What to know about filing your taxes this year

Answering your tax questions

RICHMOND, Va. (WWBT) - A lot of viewers have asked us about those stimulus payments this year. The check from over the summer and the $600 that went out recently. The big question we get is ‘will we owe taxes on that money?’

The short answer is no. There is no tax burden on those stimulus checks. But experts say that’s not the case if you got an unemployment check this year.

Virginians do not owe state income taxes on those unemployment checks, however, there are Federal Income taxes that must be paid.

If you didn’t get that automatically taken out of each unemployment check when you applied, then you will likely owe.

Here’s how it works: If you got a $600 a week check, then you owe the government 10% of each unemployment check or about $60 per check.

So, how do you know how much you’ll owe? The Virginia Employment Commission will send you and the IRS a FORM 1099-G detailing the benefits you received - plus any federal tax withholdings elected.

Another question we see a lot: What if I owe taxes come April 15th? Cherry Dale, a financial coach with the Virginia Credit Union, says don’t wait to find out what you owe.

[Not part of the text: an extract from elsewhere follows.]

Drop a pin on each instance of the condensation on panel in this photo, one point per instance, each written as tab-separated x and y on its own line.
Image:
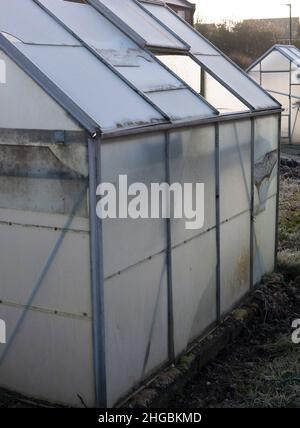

“Sometimes if we know we’re going to owe taxes at the end of the day, we wait until the last minute. However, waiting to the last minute to understanding what you completely owe can be devastating to you financially because you could end up with a major tax bill in April. So, my advice would be to at least figure out how much you’re going to owe come April 15 and make sure that you have money set aside in order to pay those taxes. Or if you can not, or you don’t have that cushion, figure out where that money is going to come from,” said Dale.

You can also prepare to ask for an extension.

Another question we received: What if you don’t owe money? What if you figure out you are going to get a tax refund once you file? What should be priority number one?

Dale says there should be two big priorities for that money - paying off debt or adding to your savings.

“Often we almost get caught in this almost deer in a headlight moment when we get some extra money, and we don’t know what to do with it. It just sits in our account. Well, you really want to think about planning with that money. And when you think about paying off debt or saving, you really should be doing both. It really depends on how much savings you already have. If you do not have any type of savings put aside, then start your emergency savings fund. This would be outside of a retirement fund. That would really be your first priority,” said Dale.

She says to look at that tax refund in percentages. Take 50% to pay off debt and 50% to put in savings.

If you have no plan, this is a great place to start. Remember, if you’re an early bird when it comes to filing your tax return, you’ll have to wait for a little longer this year before the IRS will accept your return. That’s not happening until Feb. 12 this year.